Permahi Cabang Tangerang Selatan menimbang dan menekankan beberapa persoalan atas kejadian ini, di antaranya:
- Permahi Tangsel menekankan ancaman pidana yang terdapat pada Undang-Undang Nomor 9 Tahun 1998 tentang Kemerdekaan Menyampaikan Pendapat di Muka Umum Pasal 18 (1): “Barangsiapa dengan kekerasan atau ancaman kekerasan menghalang-halangi hak warga negara untuk menyampaikan pendapat di muka umum yang telah memenuhi ketentuan Undang-Undang ini dikenakan pidana penjara paling lama 1 Tahun”.
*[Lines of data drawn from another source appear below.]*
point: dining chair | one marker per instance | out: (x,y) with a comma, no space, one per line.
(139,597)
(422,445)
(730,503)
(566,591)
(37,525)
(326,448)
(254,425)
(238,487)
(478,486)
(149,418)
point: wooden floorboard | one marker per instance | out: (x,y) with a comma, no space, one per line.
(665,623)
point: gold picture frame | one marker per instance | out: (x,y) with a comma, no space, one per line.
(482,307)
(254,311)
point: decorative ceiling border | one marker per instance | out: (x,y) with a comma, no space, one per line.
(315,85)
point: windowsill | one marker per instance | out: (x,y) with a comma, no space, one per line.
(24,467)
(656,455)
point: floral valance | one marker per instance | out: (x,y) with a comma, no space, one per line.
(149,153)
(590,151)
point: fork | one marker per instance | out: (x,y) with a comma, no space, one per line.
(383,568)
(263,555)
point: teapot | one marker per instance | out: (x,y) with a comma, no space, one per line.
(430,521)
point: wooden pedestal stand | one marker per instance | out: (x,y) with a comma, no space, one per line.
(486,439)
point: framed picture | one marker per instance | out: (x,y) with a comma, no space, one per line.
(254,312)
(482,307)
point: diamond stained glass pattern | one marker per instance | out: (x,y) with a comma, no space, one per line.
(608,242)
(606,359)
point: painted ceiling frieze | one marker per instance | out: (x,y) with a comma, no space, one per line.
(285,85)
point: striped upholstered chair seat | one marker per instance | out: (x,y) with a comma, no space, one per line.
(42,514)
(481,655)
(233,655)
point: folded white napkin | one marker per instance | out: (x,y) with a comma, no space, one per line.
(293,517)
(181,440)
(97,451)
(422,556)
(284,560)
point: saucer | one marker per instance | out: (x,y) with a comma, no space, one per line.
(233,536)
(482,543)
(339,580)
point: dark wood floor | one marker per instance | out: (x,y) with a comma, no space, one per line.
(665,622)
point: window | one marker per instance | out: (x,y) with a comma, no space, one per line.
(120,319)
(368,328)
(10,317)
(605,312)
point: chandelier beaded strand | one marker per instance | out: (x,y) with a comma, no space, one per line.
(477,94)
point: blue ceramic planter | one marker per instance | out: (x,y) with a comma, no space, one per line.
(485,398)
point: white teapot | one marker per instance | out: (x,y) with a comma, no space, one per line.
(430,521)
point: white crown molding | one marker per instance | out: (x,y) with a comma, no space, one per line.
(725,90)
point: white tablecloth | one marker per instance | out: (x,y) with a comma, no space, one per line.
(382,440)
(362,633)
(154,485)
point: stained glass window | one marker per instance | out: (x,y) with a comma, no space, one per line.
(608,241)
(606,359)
- Permahi Tangsel menginginkan kepastian hukum yang sesuai ketentuan hukum yang berlaku, dalam hal ini terlapor disangkakan dengan Pasal 170: “Pelaku yang secara bersama-sama dan terang-terangan melakukan kekerasan terhadap orang atau barang dijerat tindak pidana pengeroyokan yang diatur tersendiri dalam Pasal 170 KUHP dengan ancaman pidana penjara paling lama 5 tahun 6 bulan.”
- Permahi Tangsel mendesak Polres Tangerang Selatan segera memberikan atensi khusus terhadap laporan yang diajukan kader HMI Komisariat Pamulang (korban) terkait pengeroyokan yang diduga dilakukan kelompok Satpol PP Tangsel terhadap kader HMI Komipam untuk segera diproses dan ditangkap.
- Permahi Tangsel mendesak Wali Kota Tangerang Selatan bertanggung jawab atas pengeroyokan yang dilakukan Satpol PP terhadap kader HMI Komipam sesuai ketentuan Peraturan Wali Kota Tangerang Selatan Nomor 54 Tahun 2022 tentang Kedudukan, Susunan Organisasi, Tugas, Fungsi, dan Tata Kerja Satuan Polisi Pamong Praja Pasal 3 (2).
- Permahi Tangsel menyatakan peristiwa pengeroyakan ini ke dalam catatan merah kepemimpinan Wali Kota Tangerang Selatan yang gagal menjaga serta menjalankan nilai-nilai demokrasi, sehingga kelayakan seorang Benyamin Davnie dipersoalkan untuk mencalokan diri kembali pada Pilwalkot tahun ini.
Demikian maklumat kami, agar diterima, dibaca, dan dilaksanakan sesuai ketentuan undang-undang yang berlaku.
Pada hakikatnya Permahi Tangerang Selatan menginginkan hukum ditegakan seadil-adilnya guna mengembalikan rasa keadilan masyarakat yang tersakiti atas peristiwa yang penuh kecaman dan kutukan yang dilakukan pihak yang tidak bertanggung jawab.
Maka dengan ini kami juga berharap setiap penegak hukum menjadikan instansinya sebagai pengayom, pelindung masyarakat yang baik, berkeadilan, dan berkemanusiaan.